Verfahren wegen Schulden: Erste Schritte der EU-Kommission erwartet
19.06.2024 05:00
Verfahren wegen zu hoher Neuverschuldung waren zuletzt krisenbedingt
ausgesetzt, auch vorher kam es quasi nie zur äußersten Konsequenz.
Nun kann es neue Verfahren geben, auch gegen ein großes EU-Land.
Brüssel (dpa) - Die Europäische Kommission dürfte an diesem Mittwoch
erste Schritte für neue Strafverfahren gegen Frankreich, Italien und
weitere EU-Staaten wegen zu hoher Neuverschuldung unternehmen. Wie
aus ihrer Mitte Mai veröffentlichten Frühjahrsprognose hervorgeht,
rechnet die Brüsseler Behörde damit, dass mehrere EU-Länder in diesem
Jahr ihre selbst auferlegten Regeln für Haushaltsdefizite und
Staatsschulden brechen werden.
Wer die Obergrenzen übertritt, riskiert ein Strafverfahren. Diese
sogenannten Defizitverfahren waren wegen der Corona-Krise sowie der
Folgen des russischen Angriffs auf die Ukraine zuletzt ausgesetzt.
Wird ein Verfahren eingeleitet, muss ein Land Maßnahmen einleiten, um
Verschuldung und Defizit zu senken. Damit soll vor allem die
Stabilität der Eurozone gesichert werden. Ziel des Defizitverfahrens
ist es, Staaten zu solider Haushaltsführung zu bringen.
Auch Deutschland verstieß schon gegen Defizitgrenze
Die EU-Schuldenregeln wurden jüngst nach jahrelanger Debatte
reformiert.

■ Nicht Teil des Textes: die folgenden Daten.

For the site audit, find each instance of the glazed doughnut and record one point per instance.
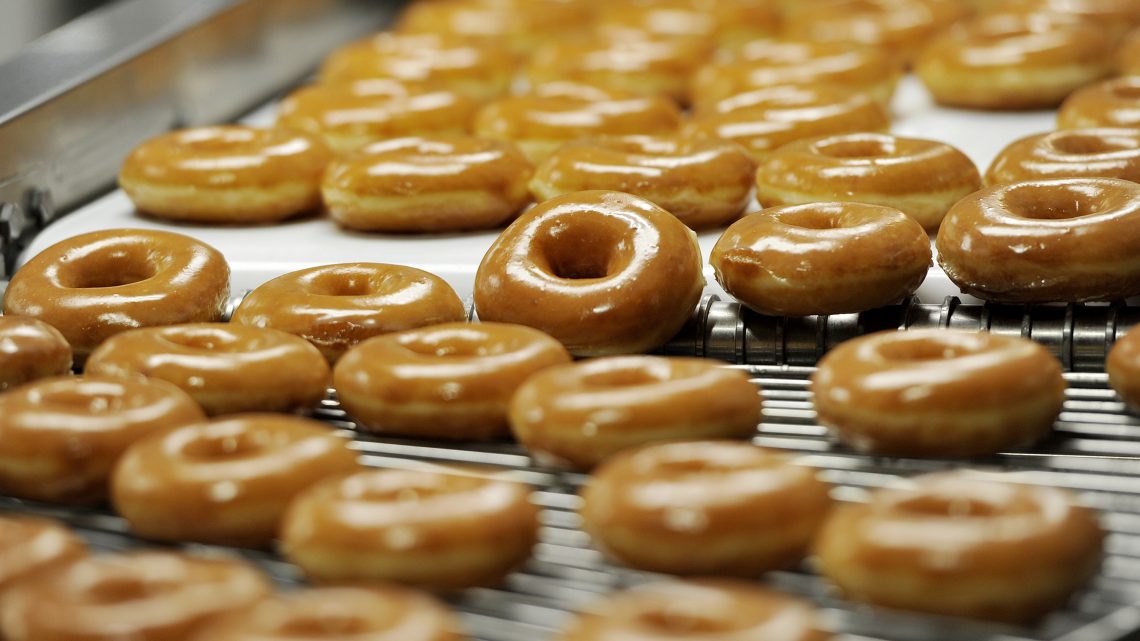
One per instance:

Grundsätzlich gilt weiterhin, dass der Schuldenstand
eines Mitgliedstaates 60 Prozent der Wirtschaftsleistung nicht
überschreiten darf. Gleichzeitig muss das gesamtstaatliche
Finanzierungsdefizit - also die vor allem durch Kredite zu deckende
Differenz zwischen den Einnahmen und Ausgaben des öffentlichen
Haushalts - unter drei Prozent des Bruttoinlandsprodukts (BIP)
gehalten werden.
An der Regel gibt es allerdings auch immer wieder Kritik. Während der
Finanzkrise in den 2000er Jahren verstießen rund 20 Staaten gegen
sie, auch Deutschland hielt sich nicht immer an die Vorgaben.

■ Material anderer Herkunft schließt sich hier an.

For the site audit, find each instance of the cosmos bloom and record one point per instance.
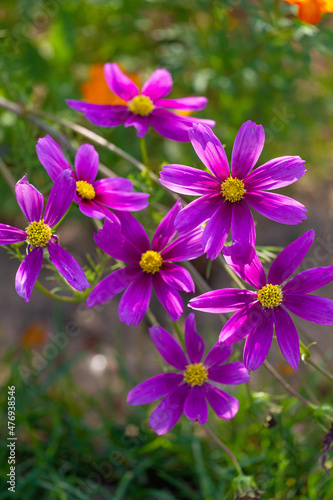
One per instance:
(146, 108)
(189, 390)
(225, 196)
(310, 11)
(151, 265)
(39, 235)
(258, 311)
(94, 197)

Theoretisch sind bei anhaltenden Verstößen auch Strafen in
Milliardenhöhe möglich. In der Praxis wurden diese aber noch nie
verhängt.
Im laufenden Jahr wird die Defizitgrenze der Kommissionsprognose
zufolge von Frankreich (-5,3) und Italien (-4,4) gebrochen. Auch
Österreich, Belgien, Finnland, Estland, Ungarn, Malta, Polen,
Rumänien und die Slowakei haben demnach ein den Regeln zufolge zu
hohes Defizit. Spanien liegt genau bei drei Prozent.

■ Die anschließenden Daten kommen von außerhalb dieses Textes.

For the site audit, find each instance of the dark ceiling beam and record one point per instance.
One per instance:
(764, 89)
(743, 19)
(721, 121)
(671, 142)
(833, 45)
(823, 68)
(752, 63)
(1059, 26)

Einleiten des Verfahrens zum Teil politische Entscheidung
Um für solide Finanzen zu sorgen, muss jedes Land gemeinsam mit der
für die Aufsicht zuständigen EU-Kommission einen vierjährigen
Haushaltsplan aufstellen. Unter bestimmten Bedingungen, etwa wenn ein
Land sich zu wachstumsfördernden Reformen und Investitionen
verpflichtet, kann der Plan auf sieben Jahre ausgeweitet werden. Auch
kann die EU-Kommission übergangsweise bei der Berechnung der
Anpassungsanstrengungen den Anstieg der Zinszahlungen
berücksichtigen.
Gegen welches Land ein Defizitverfahren eingeleitet wird, ist teils
auch eine politische Entscheidung. So wurden in der Vergangenheit
beispielsweise Frankreich und Deutschland, die Motoren der
Staatengemeinschaft, teils zunächst geschont - zulasten der
Glaubwürdigkeit des Regelwerks.
Der CSU-Europaabgeordnete Markus Ferber bat die EU-Kommission, die
Regeln des sogenannten Stabilitäts- und Wachstumspakts gewissenhaft
anzuwenden: «Auch wenn dies politisch schwierig sein mag und bei
einigen Mitgliedstaaten auf Widerstand stoßen könnte», schrieb Ferber
vergangene Woche in einem Brief an EU-Wirtschaftskommissar Paolo
Gentiloni. Es wäre äußerst bedauerlich, wenn das Vertrauen in die
reformierten Regeln untergraben würde, so Ferber.